Um dia destes estava na área de atendimento de uma das repartições uma mulher a gritar e a bradar obscenidades aos funcionários dessa repartição. Esta mulher, que é repetente neste tipo de incidentes e sofre de perturbações mentais, berrava cada vez mais alto à medida que a ignoravam. A segurança que fazia o turno àquela hora limitava-se a observar, como é hábito, mas a situação começava a passar dos limites do tolerável, e o tal chefe da segurança nepalês foi chamado a intervir. E o que aconteceu a seguir? Ela gritava, ele gritava com ela, ela respondia, e assim foram passando mais alguns minutos e a louca eventualmente desistiu e foi embora, talvez por ter ficado afona de tanto berrar. O que devia ter sido feito? Pegar na mulher pela gola da camisa e atirá-la porta fora para o olho da rua, e pouco importa que caia em cheio com a tromba no passeio. E que outra alternativa para resolver o problema? Chamar a polícia e passar um atestado de nulidade à empresa de segurança responsável pelo edifício.
Há situações que requerem medidas mais drásticas, em que o senso comum prevalece: para grandes males, grandes remédios. No exemplo que acabei de dar, ninguém ia acusar o nepalês de brutalidade ou abuso de autoridade se arremessasse a mulher problemática pela porta do edifício. O que podia ela fazer? Ir à esquadra e reclamar o seu direito a causar distúrbios num local público, perante dezenas de testemunhas e registos de vídeo que provam que ninguém a provocou?

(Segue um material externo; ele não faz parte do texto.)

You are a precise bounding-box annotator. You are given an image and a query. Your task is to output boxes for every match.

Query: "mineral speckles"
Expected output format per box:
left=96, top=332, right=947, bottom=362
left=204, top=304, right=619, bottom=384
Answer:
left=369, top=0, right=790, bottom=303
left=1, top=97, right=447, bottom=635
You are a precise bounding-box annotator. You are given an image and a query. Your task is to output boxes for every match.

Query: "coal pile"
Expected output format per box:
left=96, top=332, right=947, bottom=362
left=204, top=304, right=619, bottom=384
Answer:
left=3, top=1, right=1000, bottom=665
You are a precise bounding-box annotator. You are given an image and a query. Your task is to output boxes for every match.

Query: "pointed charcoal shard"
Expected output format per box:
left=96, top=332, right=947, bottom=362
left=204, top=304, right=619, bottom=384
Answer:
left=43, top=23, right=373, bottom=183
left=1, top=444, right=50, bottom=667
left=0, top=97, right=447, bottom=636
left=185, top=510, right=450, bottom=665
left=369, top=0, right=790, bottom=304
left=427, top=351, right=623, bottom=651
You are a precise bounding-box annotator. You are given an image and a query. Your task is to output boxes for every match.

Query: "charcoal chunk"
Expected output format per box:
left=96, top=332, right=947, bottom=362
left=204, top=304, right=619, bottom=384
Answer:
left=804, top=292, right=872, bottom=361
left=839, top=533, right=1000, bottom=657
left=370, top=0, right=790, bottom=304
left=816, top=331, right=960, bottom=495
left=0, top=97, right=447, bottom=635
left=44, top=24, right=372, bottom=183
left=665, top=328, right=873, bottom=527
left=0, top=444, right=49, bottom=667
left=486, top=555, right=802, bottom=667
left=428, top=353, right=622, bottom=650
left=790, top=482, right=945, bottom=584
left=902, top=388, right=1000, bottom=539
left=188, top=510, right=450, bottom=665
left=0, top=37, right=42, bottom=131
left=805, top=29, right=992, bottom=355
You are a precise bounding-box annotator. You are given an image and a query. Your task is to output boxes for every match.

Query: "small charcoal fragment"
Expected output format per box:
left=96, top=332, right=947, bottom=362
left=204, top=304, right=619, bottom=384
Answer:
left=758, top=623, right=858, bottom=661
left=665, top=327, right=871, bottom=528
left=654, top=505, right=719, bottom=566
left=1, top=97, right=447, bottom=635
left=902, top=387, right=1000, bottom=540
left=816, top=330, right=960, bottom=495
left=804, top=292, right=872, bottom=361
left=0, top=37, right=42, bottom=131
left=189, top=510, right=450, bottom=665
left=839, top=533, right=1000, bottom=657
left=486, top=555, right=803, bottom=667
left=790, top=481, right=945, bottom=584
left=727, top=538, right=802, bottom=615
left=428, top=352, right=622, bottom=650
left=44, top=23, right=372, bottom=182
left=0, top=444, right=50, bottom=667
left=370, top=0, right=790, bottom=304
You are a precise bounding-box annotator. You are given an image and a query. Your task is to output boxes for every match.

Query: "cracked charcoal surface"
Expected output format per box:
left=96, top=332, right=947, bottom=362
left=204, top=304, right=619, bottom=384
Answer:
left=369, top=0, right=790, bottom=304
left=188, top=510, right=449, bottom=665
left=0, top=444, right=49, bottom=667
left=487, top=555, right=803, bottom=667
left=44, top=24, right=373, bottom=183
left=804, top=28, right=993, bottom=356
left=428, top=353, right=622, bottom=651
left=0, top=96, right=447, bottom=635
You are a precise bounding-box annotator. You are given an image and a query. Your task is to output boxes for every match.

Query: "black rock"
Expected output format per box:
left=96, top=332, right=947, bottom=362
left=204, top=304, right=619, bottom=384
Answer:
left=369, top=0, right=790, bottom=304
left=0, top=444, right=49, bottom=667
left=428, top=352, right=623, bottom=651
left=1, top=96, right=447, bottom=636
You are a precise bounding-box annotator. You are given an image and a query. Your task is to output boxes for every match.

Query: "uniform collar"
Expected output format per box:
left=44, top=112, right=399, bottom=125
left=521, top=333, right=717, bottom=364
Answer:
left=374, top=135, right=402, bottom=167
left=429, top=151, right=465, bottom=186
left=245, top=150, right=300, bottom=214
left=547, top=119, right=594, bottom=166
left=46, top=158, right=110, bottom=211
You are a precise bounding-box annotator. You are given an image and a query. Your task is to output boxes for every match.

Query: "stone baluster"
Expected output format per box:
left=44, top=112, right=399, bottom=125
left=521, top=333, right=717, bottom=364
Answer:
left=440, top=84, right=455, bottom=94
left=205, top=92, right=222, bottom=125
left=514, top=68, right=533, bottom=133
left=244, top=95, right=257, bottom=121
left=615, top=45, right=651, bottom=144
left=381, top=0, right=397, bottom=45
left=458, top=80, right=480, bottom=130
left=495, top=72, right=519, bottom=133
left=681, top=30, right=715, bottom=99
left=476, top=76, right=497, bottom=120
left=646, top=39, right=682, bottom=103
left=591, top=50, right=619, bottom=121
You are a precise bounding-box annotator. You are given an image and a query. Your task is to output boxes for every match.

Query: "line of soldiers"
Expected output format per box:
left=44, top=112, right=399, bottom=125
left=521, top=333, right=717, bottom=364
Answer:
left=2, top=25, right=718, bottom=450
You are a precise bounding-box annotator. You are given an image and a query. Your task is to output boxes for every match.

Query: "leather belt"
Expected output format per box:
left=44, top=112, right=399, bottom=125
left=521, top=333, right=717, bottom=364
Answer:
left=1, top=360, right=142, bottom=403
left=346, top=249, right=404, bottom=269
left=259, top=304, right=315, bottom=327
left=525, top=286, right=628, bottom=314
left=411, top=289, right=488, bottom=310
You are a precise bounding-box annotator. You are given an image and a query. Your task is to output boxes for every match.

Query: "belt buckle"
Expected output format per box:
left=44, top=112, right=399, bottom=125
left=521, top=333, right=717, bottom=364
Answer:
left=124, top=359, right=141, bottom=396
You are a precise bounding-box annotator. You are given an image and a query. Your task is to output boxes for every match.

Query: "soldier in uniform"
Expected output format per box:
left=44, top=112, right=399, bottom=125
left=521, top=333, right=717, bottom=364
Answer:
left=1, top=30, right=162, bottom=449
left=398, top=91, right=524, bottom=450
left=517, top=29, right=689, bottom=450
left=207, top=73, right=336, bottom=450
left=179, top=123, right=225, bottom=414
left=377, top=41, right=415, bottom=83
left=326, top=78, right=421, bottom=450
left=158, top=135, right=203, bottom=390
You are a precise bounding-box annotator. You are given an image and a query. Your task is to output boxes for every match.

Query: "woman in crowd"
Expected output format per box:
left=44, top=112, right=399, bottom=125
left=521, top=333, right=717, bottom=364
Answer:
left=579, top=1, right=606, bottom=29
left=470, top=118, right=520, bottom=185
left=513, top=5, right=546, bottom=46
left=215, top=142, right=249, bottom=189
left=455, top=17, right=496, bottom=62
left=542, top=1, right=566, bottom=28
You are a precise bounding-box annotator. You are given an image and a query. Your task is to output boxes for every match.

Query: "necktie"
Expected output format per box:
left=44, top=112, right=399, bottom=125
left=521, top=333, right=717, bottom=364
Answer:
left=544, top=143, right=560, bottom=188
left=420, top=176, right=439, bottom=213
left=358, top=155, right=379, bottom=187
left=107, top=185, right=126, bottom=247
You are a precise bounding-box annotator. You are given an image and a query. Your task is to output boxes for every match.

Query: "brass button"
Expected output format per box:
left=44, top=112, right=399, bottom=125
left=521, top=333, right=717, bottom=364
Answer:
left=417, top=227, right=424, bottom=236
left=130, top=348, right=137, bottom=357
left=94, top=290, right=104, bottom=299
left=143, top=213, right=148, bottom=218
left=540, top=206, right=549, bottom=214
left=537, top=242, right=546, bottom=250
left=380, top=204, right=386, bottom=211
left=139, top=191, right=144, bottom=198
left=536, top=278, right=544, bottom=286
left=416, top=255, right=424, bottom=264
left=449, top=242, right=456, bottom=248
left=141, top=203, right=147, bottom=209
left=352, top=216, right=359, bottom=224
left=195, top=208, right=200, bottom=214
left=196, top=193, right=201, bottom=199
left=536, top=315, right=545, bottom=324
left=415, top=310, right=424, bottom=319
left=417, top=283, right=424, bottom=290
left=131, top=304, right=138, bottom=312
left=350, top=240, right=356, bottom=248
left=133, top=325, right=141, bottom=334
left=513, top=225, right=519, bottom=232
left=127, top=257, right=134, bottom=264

É notório que a administração tem adoptado uma política de primazia do utente sobre o agente público, uma versão muito própria da máxima “o cliente tem sempre razão”. Existem limites para a tolerância, e se há casos onde por vezes se esgota a via da diplomacia, há quem nunca deixe essa via aberta, optando pela hostilidade desde o início. Para quem perde a razão ou nunca chegou a tê-la, não há cá rebuçados nem paninhos quentes. Lembra-se do aconteceu àquele que disse para darmos a outra face? Foi crucificado. Não deixe que lhe aconteça o mesmo.